GcnInstrsSmrd - CLRX/CLRX-mirror GitHub Wiki
GCN ISA SMRD instructions
The basic encoding of the SMRD instructions need 4 bytes (dword). List of fields:
Bits | Name | Description |
---|---|---|
0-7 | OFFSET | Unsigned 8-bit dword offset or SGPR number that holds byte offset |
8 | IMM | IMM indicator |
9-14 | SBASE | Number of aligned SGPR pair. |
15-21 | SDST | Scalar destination operand |
22-26 | OPCODE | Operation code |
27-31 | ENCODING | Encoding type. Must be 0b11000 |
Value of the IMM determines meaning of the OFFSET field:
- IMM=1 - OFFSET holds a dword offset to SBASE.

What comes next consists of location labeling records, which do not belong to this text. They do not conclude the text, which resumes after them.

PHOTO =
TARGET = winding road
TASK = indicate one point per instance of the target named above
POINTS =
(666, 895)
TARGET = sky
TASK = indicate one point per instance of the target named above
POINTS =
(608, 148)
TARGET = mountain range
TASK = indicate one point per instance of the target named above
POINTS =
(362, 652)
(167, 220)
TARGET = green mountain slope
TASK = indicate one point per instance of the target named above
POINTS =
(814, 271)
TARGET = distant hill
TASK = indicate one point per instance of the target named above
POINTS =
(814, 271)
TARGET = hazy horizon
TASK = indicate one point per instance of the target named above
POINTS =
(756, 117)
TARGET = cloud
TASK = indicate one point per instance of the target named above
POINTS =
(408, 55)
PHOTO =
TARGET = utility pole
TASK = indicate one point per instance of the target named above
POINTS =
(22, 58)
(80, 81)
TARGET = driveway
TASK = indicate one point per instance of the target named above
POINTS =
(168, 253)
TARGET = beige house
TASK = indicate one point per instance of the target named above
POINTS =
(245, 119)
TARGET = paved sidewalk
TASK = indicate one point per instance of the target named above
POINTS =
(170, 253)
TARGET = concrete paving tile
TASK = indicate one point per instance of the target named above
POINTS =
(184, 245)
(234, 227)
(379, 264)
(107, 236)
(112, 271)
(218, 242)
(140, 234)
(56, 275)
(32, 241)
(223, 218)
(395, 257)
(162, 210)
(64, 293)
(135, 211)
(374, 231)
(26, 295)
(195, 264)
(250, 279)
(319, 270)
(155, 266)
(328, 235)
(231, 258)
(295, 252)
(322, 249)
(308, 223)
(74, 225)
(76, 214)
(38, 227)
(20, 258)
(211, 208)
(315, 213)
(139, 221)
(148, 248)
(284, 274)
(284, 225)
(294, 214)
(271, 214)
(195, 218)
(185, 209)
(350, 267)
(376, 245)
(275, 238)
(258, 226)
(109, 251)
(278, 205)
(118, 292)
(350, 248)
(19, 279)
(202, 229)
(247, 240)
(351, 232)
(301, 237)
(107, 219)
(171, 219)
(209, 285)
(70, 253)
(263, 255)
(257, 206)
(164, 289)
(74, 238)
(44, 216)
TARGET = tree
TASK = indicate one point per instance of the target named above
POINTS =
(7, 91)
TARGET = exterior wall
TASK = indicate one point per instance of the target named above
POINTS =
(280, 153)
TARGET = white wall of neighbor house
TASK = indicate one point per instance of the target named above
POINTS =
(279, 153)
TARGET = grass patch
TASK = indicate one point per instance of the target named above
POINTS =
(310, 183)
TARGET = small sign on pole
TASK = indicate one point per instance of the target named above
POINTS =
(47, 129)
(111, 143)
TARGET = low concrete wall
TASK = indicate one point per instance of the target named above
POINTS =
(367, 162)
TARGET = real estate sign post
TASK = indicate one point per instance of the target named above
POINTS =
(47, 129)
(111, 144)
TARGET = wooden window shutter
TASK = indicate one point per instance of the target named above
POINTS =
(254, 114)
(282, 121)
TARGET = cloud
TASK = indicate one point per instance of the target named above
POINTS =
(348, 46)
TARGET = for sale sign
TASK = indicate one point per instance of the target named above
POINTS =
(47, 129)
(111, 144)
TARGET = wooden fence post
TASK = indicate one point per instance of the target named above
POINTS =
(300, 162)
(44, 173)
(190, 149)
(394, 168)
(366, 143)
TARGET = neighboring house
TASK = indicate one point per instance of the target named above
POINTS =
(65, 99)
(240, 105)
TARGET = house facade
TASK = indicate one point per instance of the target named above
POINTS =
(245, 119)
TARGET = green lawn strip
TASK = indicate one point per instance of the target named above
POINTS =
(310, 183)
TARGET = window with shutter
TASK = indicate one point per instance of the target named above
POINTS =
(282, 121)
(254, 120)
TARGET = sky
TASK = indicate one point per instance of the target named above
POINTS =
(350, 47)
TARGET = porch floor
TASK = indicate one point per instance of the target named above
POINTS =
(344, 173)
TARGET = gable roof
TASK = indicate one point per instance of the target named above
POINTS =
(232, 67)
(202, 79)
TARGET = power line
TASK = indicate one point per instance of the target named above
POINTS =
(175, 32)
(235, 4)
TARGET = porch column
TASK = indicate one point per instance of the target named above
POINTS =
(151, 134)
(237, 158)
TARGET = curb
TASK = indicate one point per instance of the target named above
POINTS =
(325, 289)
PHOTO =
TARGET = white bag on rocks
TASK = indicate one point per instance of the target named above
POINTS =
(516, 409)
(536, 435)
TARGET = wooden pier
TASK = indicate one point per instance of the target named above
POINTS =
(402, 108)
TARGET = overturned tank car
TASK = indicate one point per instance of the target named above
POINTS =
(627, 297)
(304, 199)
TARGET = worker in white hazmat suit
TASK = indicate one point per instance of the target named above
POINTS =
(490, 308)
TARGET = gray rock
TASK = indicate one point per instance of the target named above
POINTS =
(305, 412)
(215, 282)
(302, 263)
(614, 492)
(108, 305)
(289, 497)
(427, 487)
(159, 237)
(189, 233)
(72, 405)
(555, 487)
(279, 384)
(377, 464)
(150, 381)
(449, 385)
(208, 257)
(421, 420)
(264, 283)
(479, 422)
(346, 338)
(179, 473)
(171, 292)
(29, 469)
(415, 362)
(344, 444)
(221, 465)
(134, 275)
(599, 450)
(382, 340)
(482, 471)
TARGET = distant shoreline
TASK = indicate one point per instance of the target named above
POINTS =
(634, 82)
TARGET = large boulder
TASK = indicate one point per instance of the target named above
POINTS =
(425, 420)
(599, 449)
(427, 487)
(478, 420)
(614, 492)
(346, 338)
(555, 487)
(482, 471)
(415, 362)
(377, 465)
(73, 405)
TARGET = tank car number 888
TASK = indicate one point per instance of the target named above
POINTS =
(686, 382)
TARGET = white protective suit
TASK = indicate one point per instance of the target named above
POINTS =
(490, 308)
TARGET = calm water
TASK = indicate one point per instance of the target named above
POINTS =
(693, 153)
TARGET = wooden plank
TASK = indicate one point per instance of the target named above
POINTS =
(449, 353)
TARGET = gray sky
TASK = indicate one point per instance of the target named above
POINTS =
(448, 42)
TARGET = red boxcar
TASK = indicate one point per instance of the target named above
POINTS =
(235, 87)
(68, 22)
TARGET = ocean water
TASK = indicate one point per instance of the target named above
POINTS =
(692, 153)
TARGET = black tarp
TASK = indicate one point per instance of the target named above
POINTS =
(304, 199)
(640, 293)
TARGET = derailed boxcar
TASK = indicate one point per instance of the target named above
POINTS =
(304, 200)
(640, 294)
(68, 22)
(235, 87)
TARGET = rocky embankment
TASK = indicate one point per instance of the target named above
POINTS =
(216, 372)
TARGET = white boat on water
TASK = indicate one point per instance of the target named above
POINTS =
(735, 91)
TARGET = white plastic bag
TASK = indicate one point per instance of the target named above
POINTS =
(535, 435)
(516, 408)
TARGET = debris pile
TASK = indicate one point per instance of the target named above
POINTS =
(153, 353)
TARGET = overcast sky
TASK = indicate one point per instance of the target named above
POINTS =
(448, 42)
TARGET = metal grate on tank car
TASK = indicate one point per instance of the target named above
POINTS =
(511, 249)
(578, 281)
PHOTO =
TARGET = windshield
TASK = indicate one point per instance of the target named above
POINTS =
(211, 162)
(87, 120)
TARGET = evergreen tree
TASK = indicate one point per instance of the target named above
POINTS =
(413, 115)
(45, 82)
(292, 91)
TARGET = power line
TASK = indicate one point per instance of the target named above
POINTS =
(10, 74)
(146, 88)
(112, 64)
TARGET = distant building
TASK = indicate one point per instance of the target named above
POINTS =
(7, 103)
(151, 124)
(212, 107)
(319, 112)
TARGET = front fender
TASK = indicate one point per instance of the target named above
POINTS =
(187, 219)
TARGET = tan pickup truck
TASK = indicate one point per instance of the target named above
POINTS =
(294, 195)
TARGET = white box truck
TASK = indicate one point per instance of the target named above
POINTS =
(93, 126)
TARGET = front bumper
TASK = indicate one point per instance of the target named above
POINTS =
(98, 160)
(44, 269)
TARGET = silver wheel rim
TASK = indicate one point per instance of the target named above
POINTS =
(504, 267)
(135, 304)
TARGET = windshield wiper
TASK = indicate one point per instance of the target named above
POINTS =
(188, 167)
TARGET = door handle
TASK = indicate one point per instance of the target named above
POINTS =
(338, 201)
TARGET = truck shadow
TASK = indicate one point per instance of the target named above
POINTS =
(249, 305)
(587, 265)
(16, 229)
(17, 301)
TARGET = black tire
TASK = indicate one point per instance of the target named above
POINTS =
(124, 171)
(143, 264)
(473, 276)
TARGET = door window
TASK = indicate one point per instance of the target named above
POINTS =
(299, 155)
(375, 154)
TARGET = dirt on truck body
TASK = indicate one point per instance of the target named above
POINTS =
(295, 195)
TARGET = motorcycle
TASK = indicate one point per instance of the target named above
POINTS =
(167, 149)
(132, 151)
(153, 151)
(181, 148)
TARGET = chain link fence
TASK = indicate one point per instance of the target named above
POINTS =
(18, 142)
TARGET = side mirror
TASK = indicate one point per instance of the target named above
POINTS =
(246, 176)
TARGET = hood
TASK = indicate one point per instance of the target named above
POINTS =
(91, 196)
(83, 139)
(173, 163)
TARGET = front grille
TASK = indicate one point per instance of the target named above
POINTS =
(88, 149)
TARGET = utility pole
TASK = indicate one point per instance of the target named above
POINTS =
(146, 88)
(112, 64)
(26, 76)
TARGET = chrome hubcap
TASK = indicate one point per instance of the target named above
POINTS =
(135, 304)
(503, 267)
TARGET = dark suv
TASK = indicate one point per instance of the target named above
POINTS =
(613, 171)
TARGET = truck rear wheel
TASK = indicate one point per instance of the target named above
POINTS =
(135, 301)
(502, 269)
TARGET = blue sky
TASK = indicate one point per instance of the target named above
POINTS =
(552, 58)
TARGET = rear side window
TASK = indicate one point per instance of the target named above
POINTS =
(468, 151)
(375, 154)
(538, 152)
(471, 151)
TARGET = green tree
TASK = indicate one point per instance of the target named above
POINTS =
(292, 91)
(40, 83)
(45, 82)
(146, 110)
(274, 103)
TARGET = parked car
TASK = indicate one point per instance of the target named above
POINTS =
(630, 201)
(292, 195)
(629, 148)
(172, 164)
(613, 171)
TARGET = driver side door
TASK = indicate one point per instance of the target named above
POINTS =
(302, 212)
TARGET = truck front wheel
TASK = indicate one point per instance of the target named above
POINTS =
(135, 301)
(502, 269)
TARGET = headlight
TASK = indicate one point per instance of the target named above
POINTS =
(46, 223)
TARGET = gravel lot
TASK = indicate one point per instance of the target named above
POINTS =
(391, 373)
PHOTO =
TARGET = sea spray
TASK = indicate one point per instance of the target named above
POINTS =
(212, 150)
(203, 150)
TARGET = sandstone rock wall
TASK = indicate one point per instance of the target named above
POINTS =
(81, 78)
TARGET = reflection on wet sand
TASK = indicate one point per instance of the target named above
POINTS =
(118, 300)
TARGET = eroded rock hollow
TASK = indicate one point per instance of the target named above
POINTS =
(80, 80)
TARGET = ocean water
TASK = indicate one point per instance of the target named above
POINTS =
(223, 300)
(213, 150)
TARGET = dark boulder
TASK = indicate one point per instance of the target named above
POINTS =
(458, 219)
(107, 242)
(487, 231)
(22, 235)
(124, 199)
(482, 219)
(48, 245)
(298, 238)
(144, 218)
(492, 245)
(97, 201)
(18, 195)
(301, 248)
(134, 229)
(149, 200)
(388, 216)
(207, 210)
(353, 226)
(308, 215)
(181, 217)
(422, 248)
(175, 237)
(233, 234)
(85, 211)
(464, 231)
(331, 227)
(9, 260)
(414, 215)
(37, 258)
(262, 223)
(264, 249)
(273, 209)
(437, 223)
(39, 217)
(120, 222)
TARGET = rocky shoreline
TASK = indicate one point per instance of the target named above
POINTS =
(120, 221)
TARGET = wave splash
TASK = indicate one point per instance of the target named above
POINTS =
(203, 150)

- IMM=0 - OFFSET holds number of SGPR that holds byte offset to SBASE.
For GCN1.1 when IMM=0 and OFFSET field has value 0xff then next dword is contant literal.
For S_LOAD_DWORD* instructions, 2 SBASE SGPRs holds a base 64-bit address. For S_BUFFER_LOAD_DWORD* instructions, 4 SBASE SGPRs holds a buffer descriptor. In this case, SBASE must be a multipla of 2.
The SMRD instructions can return the result data out of the order. Any SMRD operation
(including S_MEMTIME) increments LGKM_CNT counter. The best way to wait for results
is S_WAITCNT LGKMCNT(0)
.
- LGKM_CNT incremented by one for every fetch of single Dword
- LGKM_CNT incremented by two for every fetch of two or more Dwords
NOTE: Between setting third dword from buffer resource and S_BUFFER_* instruction is required least one instruction (vector or scalar) due to delay.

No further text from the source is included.